2. Materials and methods

2.1. Animals

13-lined ground squirrels (Ictidomys tridecemlineatus) were trapped in July or August in the vicinity of Madison, WI, USA. Twelve squirrels were housed individually under a 12:12 h light:dark cycle with food (Purina rat chow supplemented with sunflower seeds) and water ad libitum at 22 °C. Livers were harvested from six summer animals killed by decapitation in early to mid-August, after they had been laboratory-housed for at least 3 weeks. Six additional animals were surgically implanted with radiotelemeters (VMFH disks, Minimitter, Bend, OR, USA) in late August or September to allow undisturbed monitoring of T_b, and hence torpor and arousal cycles, as reported previously (Serkova et al., 2007). Hibernators in the entrance phase of the torpor-arousal cycle were used for this study. Animals were killed when T_b<27 °C but ≥21 °C following an interbout arousal after exhibiting regular torpor-arousal cycles for 1–5 months. Three additional ground squirrels were fed a special diet of protein-free rat chow (Harlan) supplemented with the blue green algae, Spirulina platensis (Spectra Stable Isotopes), as the sole source of nitrogen from weaning until killed for tissue harvest at 12 weeks. For two of these three animals, the Spirulina was >99% ¹⁵N-labeled, whereas the third had natural abundance isotopes. All livers were removed, flash-frozen in liquid nitrogen, and then stored at −80 °C. The University of Wisconsin Institutional Animal Care and Use Committee approved all animal procedures.

2.2. Protein extracts

Frozen liver tissue (0.1–0.18 g) from each individual was homogenized in 100 mM potassium phosphate, 0.5 M sucrose, 5 mM MgCl₂, 1 mM PMSF, and 10 µg/mL mammalian protease inhibitor cocktail (Sigma P8340) using a 7 mm generator probe attached to a Brinkmann Kinematica Polytron homogenizer. This homogenate was passed 10 times through a 25 gauge needle and then centrifuged for 10 min at 500 g at 4 °C. Aliquots (30 µL) of the supernatant were snap frozen in liquid N₂; each of these was thawed and used only once. The protein concentration of each liver extract was determined by comparison with a BSA standard using the Pierce Micro BCA Protein Assay Kit following the manufacturer’s recommendations. The ¹⁵N-enrichment in hydrolyzed liver proteins from animals fed the ¹⁵N-substituted diet was determined using gas chromatography/mass spectrometry as described (Wu et al., 2004).

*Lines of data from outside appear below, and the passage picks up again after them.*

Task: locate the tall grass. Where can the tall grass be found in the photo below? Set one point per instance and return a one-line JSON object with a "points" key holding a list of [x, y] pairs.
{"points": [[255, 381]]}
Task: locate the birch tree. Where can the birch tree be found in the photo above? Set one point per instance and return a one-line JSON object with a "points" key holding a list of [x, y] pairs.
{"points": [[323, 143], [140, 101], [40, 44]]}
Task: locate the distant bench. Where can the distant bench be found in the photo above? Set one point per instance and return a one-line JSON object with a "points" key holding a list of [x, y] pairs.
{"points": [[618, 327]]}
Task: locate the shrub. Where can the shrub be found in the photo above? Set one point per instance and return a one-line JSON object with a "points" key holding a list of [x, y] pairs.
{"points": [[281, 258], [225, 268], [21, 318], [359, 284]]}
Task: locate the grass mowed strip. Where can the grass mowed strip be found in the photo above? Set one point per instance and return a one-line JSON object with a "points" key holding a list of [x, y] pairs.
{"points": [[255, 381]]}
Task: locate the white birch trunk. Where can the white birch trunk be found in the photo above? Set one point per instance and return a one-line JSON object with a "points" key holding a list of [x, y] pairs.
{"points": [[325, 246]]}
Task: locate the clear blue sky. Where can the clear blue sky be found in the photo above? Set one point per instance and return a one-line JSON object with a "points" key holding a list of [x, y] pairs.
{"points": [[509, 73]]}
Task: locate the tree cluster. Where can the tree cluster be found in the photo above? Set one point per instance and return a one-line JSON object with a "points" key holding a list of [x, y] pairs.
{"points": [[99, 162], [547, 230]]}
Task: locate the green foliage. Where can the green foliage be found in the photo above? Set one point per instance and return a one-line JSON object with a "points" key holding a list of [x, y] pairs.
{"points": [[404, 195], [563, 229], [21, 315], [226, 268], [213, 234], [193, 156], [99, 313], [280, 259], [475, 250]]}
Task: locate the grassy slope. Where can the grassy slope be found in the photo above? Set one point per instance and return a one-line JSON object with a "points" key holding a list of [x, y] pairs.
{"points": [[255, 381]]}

2.3. Protein and peptide fractionation

Protein (100 µg) from six each of Ent and SA liver extracts were individually pooled to make the Ent and SA samples, respectively. 400 µg of the ¹⁵N-labeled liver protein extract was mixed into each pool and 125 µg of each mixture were separated by SDS-PAGE (17.5”× 16”× 0.1”, 8–16% gradient polyacrylamide, 1:37.5 bis:acrylamide). The gels were stained with SyproRUBY (Bio-Rad), destained, and the image captured on a Typhoon 9400. Each protein-containing lane was excised under UV illumination, and then cut into 2 mm slices. Each slice, containing a mixture of proteins in a narrow molecular weight window, was divided into thirds for protease treatment; proteins were digested to peptides in situ as described previously (Epperson et al., 2004), except that subtilisin (Sigma) and elastase (Roche) were used in addition to trypsin in three separate reactions. All proteolytic enzymes were used at the same concentration (0.1–0.2 µg/µL) and the peptide-containing supernatants from the extractions were combined. The pooled peptides extracted from each slice were resuspended in 10–20 µL of 5% formic acid and applied to a nanocolumn (Supelco 0.1 mm ID fused silica pulled to a 5 µm-diameter tip, packed with 7 cm of Aqua reverse-phase C18 followed by 5 cm of SCX Partisphere) using a pressure bomb. After washing, peptides were eluted directly into an LCQ-Deca ion trap mass spectrometer using a seven-step MuDPIT. The first six steps began with a three-minute flow of 0, 10, 20, 30, 40 or 50% 500 mM ammonium acetate solution, or a 22 min flow for the last salt step at 100%. Each salt bump eluted a subset of the complex peptide mixture inline onto the reverse phase portion of the column, which was then eluted using a 0–80% acetonitrile gradient over 3 h. Xcalibur 1.2 software was used for data collection.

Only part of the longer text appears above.